小池真理子の「無花果の森」第110回(3/27)まで

 聖書はどのページを開いても、どこに目を落としても、思わず吸い寄せられるような文章が並んでいて心慰められた。それは、散文のようでもあり、一編の長大な詩のようでもあった。
 聖書など興味もなく、真剣に読んだことなどかつて一度もなかったというのに、泉は一行一行に惹きつけられた。それは泉にとって、箴言の宝庫でもあった。

私はキリスト教徒ではないので、聖書のありがた味というのがよくわかりません。でも、世の中には、絶望の淵に追い込まれて、あと一歩で死線を超えてしまいそうになったときに、かろうじて聖書に救われたという人がたしかにいるものです。

キリスト教というのは守備範囲が広いらしく、いかにもという真面目な人からギャンブル好きで飲んだくれの女たらしが実はクリスチャンだったりします。

人生に躓いて思い悩んだ時は、まず聖書を手にとってみるのがいいかもしれません。

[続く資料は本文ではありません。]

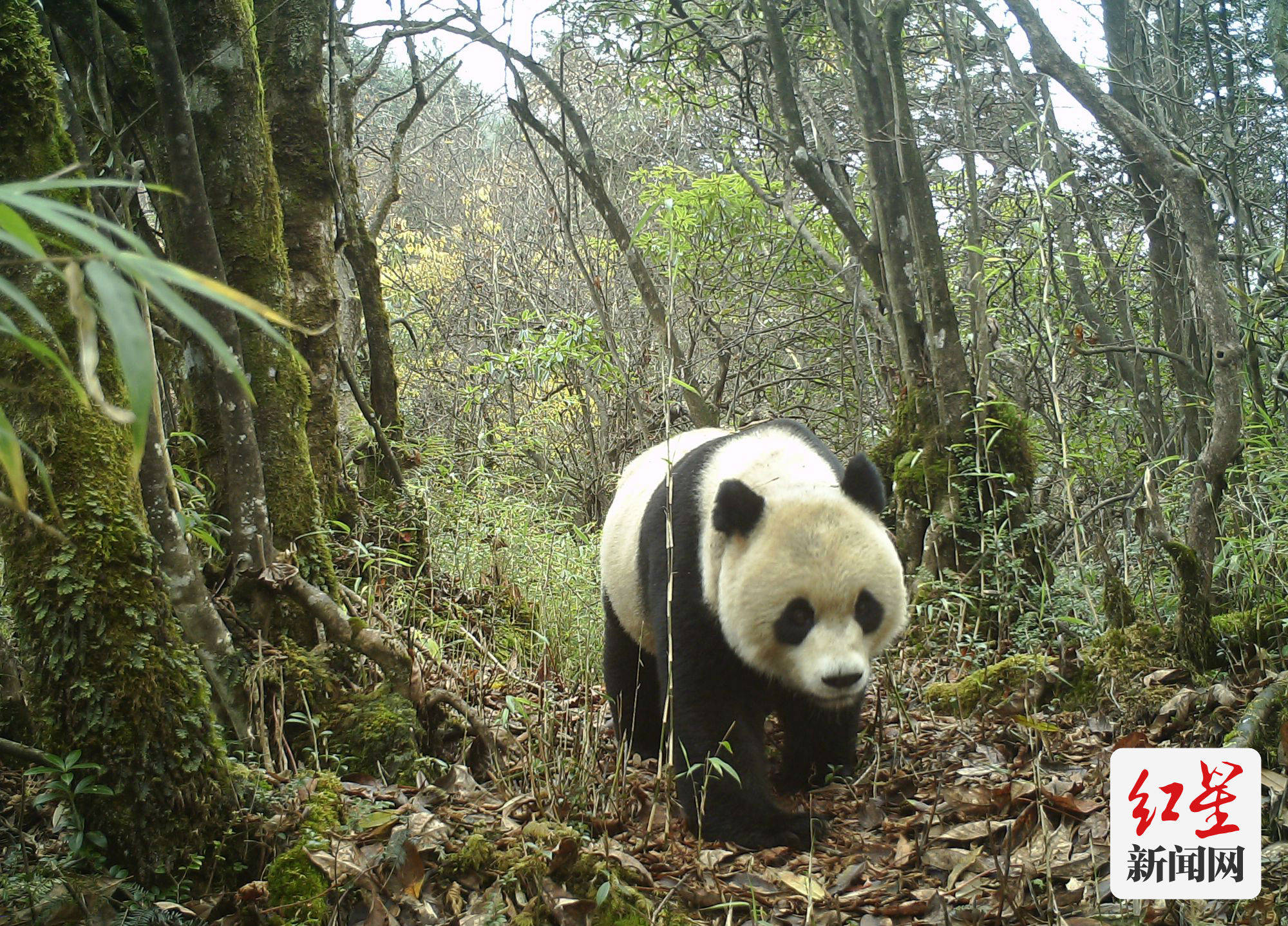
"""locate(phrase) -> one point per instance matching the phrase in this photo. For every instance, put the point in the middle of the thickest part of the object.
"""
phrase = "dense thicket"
(1048, 297)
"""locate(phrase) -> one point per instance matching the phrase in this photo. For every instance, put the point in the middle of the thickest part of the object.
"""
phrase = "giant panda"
(746, 574)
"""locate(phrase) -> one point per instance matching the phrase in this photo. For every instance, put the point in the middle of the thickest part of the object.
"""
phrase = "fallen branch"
(1259, 713)
(387, 652)
(436, 697)
(370, 415)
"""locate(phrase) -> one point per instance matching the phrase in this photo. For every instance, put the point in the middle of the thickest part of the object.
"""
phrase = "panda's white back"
(620, 542)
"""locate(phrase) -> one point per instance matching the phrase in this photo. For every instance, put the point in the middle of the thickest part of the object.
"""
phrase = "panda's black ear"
(864, 484)
(737, 508)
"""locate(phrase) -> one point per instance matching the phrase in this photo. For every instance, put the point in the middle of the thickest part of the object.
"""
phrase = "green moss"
(217, 42)
(477, 857)
(987, 686)
(1195, 639)
(109, 672)
(298, 889)
(378, 728)
(34, 142)
(621, 910)
(1112, 666)
(1117, 602)
(1009, 441)
(296, 885)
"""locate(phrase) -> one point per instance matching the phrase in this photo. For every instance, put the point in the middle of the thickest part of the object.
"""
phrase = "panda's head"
(808, 583)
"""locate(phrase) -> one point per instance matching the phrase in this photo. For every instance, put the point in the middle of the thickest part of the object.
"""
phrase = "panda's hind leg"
(816, 741)
(630, 677)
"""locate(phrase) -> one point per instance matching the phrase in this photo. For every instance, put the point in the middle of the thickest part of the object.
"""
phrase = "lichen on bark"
(292, 41)
(242, 182)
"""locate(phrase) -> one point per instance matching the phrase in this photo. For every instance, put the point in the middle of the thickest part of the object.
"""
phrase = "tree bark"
(360, 247)
(585, 167)
(292, 41)
(108, 669)
(1189, 196)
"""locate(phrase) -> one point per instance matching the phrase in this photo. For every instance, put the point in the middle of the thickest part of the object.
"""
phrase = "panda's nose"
(842, 681)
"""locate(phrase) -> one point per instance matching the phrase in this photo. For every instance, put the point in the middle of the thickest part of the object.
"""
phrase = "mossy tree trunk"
(360, 252)
(232, 135)
(108, 669)
(292, 44)
(910, 267)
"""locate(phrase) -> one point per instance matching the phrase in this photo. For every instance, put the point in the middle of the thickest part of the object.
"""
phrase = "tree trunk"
(360, 250)
(292, 42)
(232, 137)
(108, 669)
(1193, 213)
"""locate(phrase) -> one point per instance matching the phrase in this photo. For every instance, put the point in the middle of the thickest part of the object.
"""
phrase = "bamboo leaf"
(133, 343)
(17, 234)
(187, 316)
(221, 293)
(11, 462)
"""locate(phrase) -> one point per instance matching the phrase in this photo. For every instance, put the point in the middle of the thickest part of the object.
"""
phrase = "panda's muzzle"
(843, 682)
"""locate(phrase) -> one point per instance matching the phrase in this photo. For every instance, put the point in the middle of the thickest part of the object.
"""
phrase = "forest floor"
(985, 820)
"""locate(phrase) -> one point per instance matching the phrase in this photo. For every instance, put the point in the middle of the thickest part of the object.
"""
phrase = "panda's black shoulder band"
(737, 508)
(862, 482)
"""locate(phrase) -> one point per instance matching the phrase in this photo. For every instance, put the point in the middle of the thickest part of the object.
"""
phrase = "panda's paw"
(798, 831)
(828, 775)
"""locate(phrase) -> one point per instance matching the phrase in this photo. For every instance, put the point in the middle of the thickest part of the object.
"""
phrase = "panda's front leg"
(722, 773)
(817, 740)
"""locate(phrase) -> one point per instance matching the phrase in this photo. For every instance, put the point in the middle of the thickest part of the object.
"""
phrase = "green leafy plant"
(69, 784)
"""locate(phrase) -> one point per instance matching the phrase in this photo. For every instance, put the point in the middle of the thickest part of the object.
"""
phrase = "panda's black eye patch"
(795, 623)
(869, 612)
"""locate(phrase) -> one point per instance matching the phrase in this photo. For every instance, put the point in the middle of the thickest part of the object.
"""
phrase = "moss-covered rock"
(108, 670)
(1196, 642)
(1117, 602)
(379, 730)
(476, 857)
(1259, 625)
(987, 687)
(543, 856)
(1112, 668)
(298, 889)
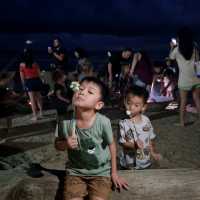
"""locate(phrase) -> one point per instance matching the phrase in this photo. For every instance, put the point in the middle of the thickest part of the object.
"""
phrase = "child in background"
(92, 151)
(162, 86)
(136, 134)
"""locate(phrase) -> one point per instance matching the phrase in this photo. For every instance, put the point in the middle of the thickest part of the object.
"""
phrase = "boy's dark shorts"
(81, 186)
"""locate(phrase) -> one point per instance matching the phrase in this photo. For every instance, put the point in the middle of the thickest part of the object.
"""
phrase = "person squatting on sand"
(136, 133)
(91, 150)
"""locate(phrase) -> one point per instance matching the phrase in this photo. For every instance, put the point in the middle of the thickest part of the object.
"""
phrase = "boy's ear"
(144, 108)
(99, 105)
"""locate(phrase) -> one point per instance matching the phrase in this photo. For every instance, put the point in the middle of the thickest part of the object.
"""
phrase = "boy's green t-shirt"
(92, 158)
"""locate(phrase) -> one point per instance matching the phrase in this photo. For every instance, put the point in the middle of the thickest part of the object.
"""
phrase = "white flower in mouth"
(91, 151)
(128, 112)
(74, 86)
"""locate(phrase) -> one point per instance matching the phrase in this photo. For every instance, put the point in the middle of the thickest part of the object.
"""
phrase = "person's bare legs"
(196, 98)
(96, 198)
(39, 101)
(33, 104)
(183, 101)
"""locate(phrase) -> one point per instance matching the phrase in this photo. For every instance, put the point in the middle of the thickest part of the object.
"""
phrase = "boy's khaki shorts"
(81, 186)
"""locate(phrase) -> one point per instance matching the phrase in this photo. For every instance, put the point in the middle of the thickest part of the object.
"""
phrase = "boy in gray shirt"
(136, 133)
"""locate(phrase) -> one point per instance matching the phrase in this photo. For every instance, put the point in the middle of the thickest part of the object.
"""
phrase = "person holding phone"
(184, 52)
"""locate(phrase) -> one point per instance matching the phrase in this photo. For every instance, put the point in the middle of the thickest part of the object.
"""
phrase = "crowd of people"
(92, 166)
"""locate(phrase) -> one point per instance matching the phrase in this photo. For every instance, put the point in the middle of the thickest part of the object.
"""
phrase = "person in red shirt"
(30, 77)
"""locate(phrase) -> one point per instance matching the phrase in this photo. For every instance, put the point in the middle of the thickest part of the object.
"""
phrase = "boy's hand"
(140, 144)
(72, 142)
(156, 156)
(119, 182)
(60, 144)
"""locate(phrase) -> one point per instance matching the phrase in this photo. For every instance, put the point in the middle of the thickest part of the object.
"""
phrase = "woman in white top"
(184, 52)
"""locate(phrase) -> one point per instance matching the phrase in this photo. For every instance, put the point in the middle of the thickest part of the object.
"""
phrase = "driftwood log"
(155, 184)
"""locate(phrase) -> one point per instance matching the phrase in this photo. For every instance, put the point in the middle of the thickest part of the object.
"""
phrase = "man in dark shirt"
(59, 55)
(116, 60)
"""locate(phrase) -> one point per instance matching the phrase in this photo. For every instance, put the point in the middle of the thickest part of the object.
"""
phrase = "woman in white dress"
(185, 53)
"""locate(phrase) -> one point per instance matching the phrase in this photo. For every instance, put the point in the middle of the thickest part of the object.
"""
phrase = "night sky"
(94, 25)
(117, 17)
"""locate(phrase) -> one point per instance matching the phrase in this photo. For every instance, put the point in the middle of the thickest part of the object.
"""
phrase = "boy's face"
(88, 96)
(135, 104)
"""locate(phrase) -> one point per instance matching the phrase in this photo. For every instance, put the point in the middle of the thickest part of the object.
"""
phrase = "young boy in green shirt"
(91, 151)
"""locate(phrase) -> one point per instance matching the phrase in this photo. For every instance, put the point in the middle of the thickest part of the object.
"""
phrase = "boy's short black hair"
(138, 91)
(103, 88)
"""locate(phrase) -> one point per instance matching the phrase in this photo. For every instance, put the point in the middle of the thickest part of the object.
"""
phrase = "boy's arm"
(118, 181)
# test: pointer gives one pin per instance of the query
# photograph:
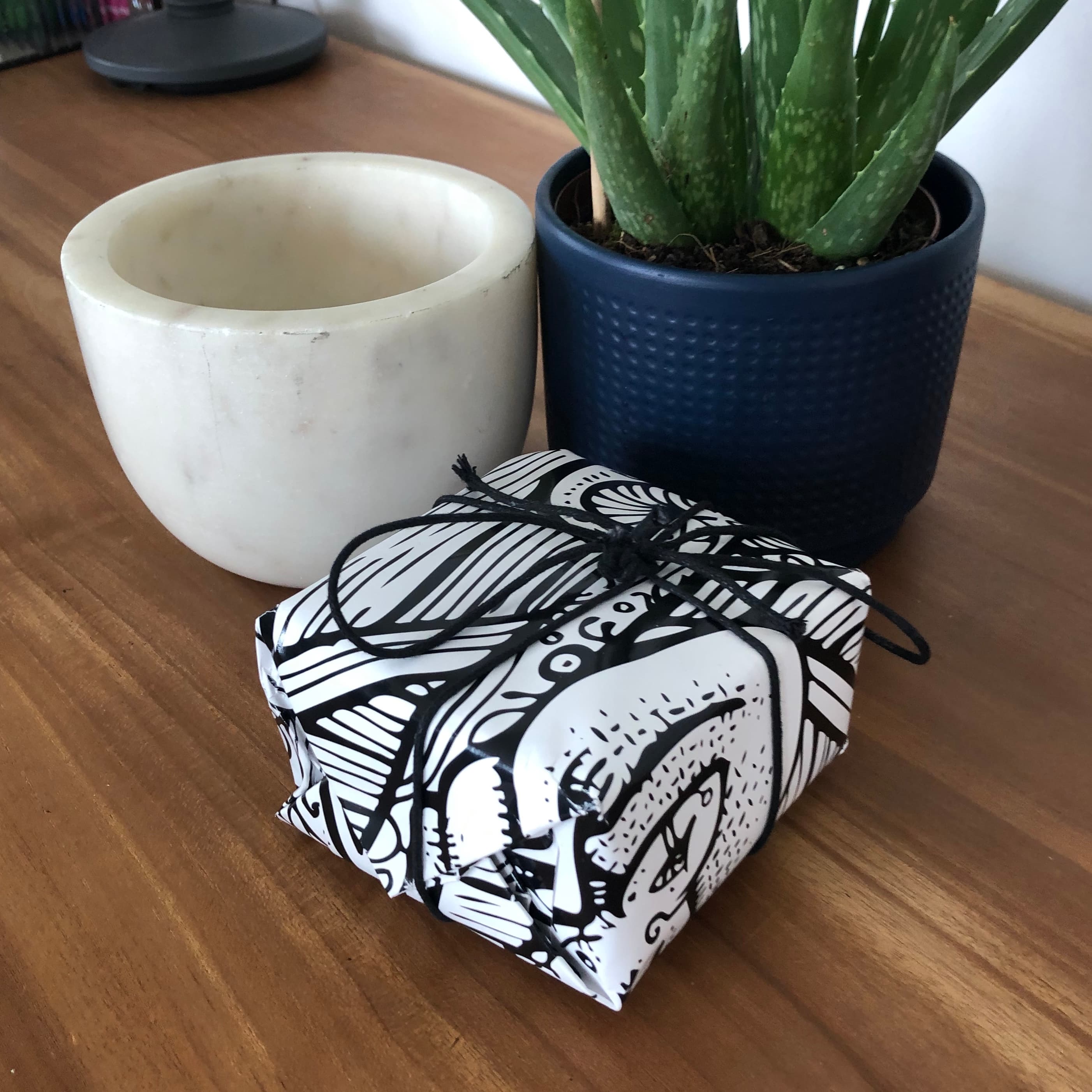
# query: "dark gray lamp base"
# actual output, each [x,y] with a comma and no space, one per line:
[195,46]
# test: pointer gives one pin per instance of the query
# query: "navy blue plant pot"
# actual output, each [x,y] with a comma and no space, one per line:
[814,403]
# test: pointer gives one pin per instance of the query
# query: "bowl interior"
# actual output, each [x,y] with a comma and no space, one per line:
[308,235]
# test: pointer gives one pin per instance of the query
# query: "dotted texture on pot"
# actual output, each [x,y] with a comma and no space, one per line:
[814,403]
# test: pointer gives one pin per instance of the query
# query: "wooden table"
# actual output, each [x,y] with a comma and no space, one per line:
[921,921]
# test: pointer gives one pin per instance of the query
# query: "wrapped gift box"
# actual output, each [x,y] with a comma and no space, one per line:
[571,789]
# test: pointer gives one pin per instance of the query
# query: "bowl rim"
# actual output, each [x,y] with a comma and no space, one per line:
[613,264]
[89,273]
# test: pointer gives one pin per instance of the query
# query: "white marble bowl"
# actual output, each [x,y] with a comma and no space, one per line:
[287,351]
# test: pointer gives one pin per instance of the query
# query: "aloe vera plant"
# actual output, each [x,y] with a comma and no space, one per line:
[824,137]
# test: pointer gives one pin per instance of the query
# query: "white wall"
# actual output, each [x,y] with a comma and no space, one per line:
[1029,142]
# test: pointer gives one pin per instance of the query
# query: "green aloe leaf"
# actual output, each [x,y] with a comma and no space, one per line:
[622,29]
[526,33]
[776,28]
[810,161]
[871,34]
[904,58]
[865,212]
[643,203]
[555,12]
[703,150]
[1004,37]
[666,33]
[749,204]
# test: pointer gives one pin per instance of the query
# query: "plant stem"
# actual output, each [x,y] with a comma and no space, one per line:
[601,208]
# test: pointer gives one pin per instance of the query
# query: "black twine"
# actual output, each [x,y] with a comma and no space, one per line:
[628,555]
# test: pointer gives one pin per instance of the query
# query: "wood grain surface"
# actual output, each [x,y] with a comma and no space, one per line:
[921,921]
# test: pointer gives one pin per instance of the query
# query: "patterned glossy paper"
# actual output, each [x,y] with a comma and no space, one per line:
[588,795]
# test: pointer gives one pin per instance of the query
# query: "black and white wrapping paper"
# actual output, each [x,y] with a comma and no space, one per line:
[587,795]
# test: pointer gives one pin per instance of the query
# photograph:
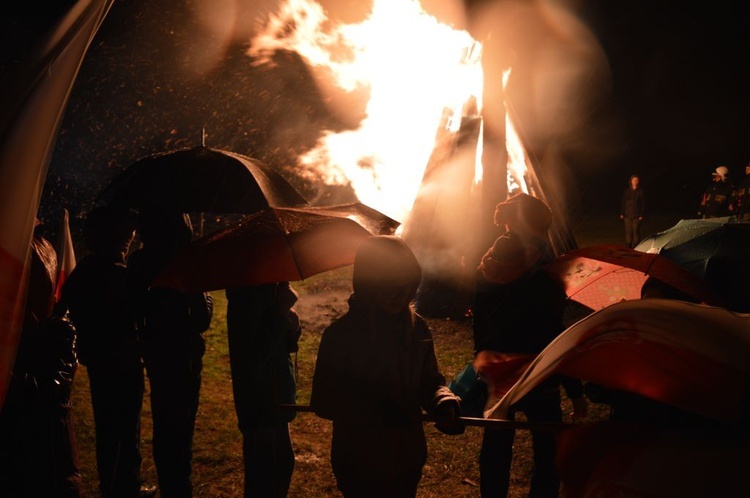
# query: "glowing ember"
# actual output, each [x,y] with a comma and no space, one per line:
[415,70]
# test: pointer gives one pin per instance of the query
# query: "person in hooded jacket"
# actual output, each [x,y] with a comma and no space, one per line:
[375,373]
[518,310]
[96,295]
[717,200]
[170,328]
[263,330]
[38,448]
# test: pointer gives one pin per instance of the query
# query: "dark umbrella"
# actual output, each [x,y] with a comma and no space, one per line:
[274,245]
[598,276]
[714,249]
[200,180]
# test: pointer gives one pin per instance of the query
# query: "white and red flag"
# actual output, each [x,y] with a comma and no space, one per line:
[66,255]
[32,109]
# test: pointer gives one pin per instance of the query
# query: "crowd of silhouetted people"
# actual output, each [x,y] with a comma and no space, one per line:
[376,371]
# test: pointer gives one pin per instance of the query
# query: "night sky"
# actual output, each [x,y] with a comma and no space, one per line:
[675,109]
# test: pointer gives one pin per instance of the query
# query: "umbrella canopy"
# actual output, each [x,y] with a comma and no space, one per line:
[615,459]
[200,180]
[275,245]
[714,249]
[598,276]
[692,357]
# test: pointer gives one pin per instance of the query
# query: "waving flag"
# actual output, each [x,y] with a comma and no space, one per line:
[32,110]
[692,357]
[66,256]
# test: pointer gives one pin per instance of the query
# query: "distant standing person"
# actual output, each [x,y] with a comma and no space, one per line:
[716,201]
[97,298]
[263,330]
[632,210]
[375,373]
[742,196]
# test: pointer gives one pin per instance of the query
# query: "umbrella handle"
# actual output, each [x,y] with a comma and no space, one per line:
[487,423]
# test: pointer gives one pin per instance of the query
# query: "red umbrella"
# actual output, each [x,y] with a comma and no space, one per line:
[599,276]
[689,356]
[200,179]
[275,245]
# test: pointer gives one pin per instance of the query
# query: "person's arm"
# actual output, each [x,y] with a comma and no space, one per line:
[435,397]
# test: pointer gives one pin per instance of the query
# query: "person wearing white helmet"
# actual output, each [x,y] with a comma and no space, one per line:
[717,199]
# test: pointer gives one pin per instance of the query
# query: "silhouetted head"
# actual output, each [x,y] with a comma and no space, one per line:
[525,215]
[387,272]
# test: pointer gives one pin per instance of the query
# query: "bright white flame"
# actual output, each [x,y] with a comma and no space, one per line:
[414,68]
[517,157]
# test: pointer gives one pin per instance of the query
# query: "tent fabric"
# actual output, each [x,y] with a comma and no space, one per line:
[32,112]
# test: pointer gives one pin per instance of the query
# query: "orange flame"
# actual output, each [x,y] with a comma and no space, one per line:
[414,69]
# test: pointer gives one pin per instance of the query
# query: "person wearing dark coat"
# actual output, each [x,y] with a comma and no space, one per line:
[716,201]
[742,196]
[632,210]
[96,295]
[170,328]
[38,448]
[375,373]
[518,310]
[263,331]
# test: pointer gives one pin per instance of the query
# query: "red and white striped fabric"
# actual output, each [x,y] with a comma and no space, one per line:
[31,114]
[693,357]
[66,256]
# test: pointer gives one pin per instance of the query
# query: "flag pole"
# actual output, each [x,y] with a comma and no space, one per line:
[487,423]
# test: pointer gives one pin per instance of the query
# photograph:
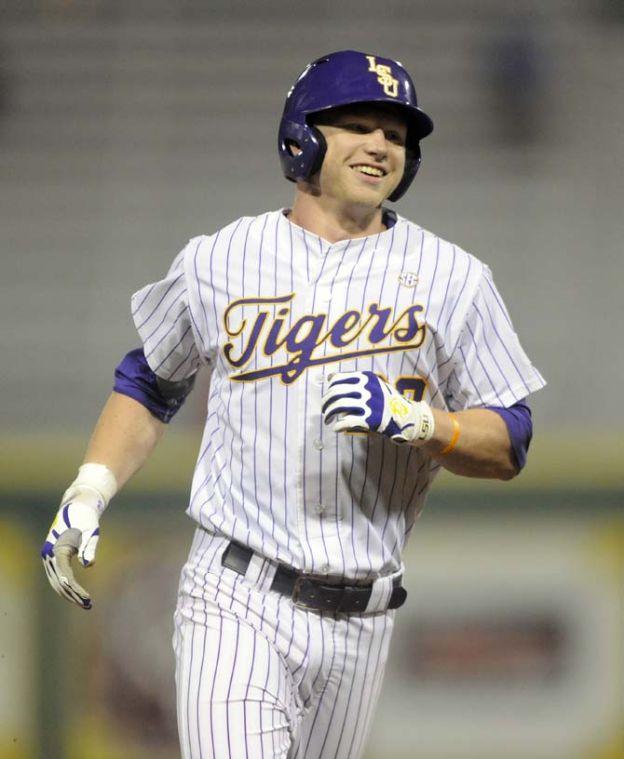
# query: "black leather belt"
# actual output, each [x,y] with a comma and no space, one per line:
[310,591]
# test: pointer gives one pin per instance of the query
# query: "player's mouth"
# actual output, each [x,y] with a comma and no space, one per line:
[368,172]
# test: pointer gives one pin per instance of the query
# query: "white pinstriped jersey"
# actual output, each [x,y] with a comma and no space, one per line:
[275,309]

「聖書など興味もなく、真剣に読んだことなどかつて一度もなかった」としても、苦しい時に読むとまた印象も違ってくるかもしれません。聖書で心の安寧が得られるならこれほど安上がりなことはありません。まず聖書です。クスリに手を出したり、救いを求めて怪しげな新興宗教に入信するのはそれからでも遅くはありません。
  
   
さて、ある日のことです。泉はスーパーに鯵(あじ)を買いに行くことになりました。天坊八重子が突然、何がなんでも、今夜は鯵のたたきが食べたいと言い出したのです。なんで鯵のたたきなのかよくわかりません。とにかく面倒な婆さんです。でも、天坊八重子にあーだこーだ言ってもらわないと泉としても暇を持て余して困ってしまうと思います。毎日聖書ばかり読んでいても退屈というものです。

そんなわけで、泉は自転車に乗って颯爽と鯵を買いに出かけることにしました。